There was a queue at the Hilary step and we had to wait while the group of climbers slowly struggled through the knife-edge ridge. The Hilary step is the most exposed section of Southeast ridge climb, especially in the state of exhaustion and extreme hypoxia. I spent almost forty minutes close to the rock crevice waiting for the climbers to pass not able to move. I even didn’t noticed that the chief guide David and Carsten already passed by. According to David, out of his four climbings, this one was his toughest one. I was thinking about Dimitar Ilievski Murato and his climbing down on May 1989, at 6 pm. Pursuant to the actual standards, the climb of Everest should be at 10 am or 12 am at the latest. The climb down after 2 pm is dangerous and risky due to the bad weather conditions. I imagined Dime going down alone in late afternoon …
I reached the South Col where I changed the oxygen bottle and had the last sip of tea from the small flask. Sherpa Dewa Jangbu, in front of me, and I ware the first from our team going down from the top. Pacing through the snow I felt strong and painful blow on my neck caused by the big ice ball provoced by the climbers behind us which awakened me from the state of levitation and indolence.
At 1 pm we reached the Camp 4. I hardly took off my rucksack and other equipment, and fall asleep in my tent with my legs out of it. Ang Dorjee and Hamish arrived about 4pm. I woke up the next morning at 7 am fresh and satisfied of the great success, but aware of the troubles expecting us, the climb down to camp 3 and camp 2 along the yellow rocks of Lotse face strip.
In the morning Nil and Hamish reported frozen fingers. Nil’s appearance was awful. Three frozen fingers and cramped face. Our base camp manager, Carolina, and the chief sherpa met us at the Icefall base.
This was our sixth passing along the Icefall, the toughest one. The ice was melting and the fixed line a bit cumbersome, the ladders destabilized.
All of a sudden we heard the voice of the sherpa coming from the radio station.

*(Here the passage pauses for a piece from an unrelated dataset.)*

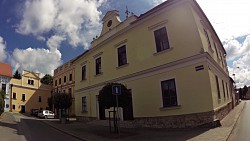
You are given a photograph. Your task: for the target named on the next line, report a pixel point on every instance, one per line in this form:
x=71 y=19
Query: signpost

One sherpa of our team fall down in a crevasse deep 30 meters in the Icefall.. The loaded rucksack draw him down while fixing the ropes. Luckily, the big rucksack got jammed in the middle of the crevasse. After 2 hours he was rescued with three broken ribs and evacuated to Katmandu, but because of the bad weather conditions the helicopter landed to Gorak Shep after three days when he already had evident signs of pneumonia.
We had a sushi dinner party at the Base camp. The fatigue was evident on our faces, but we were happy and satisfied because of the successfully performed long and exhausting expedition.
We left the Base camp on rainy and foggy weather.
What to say at the end?
Everyone has his own mountain which he is supposed to climb. And he climbs it. Each has his own way of climbing.
I was happy because I had the opportunity to climb the highest mountain – Chomolungma, Goddess Mother of the world.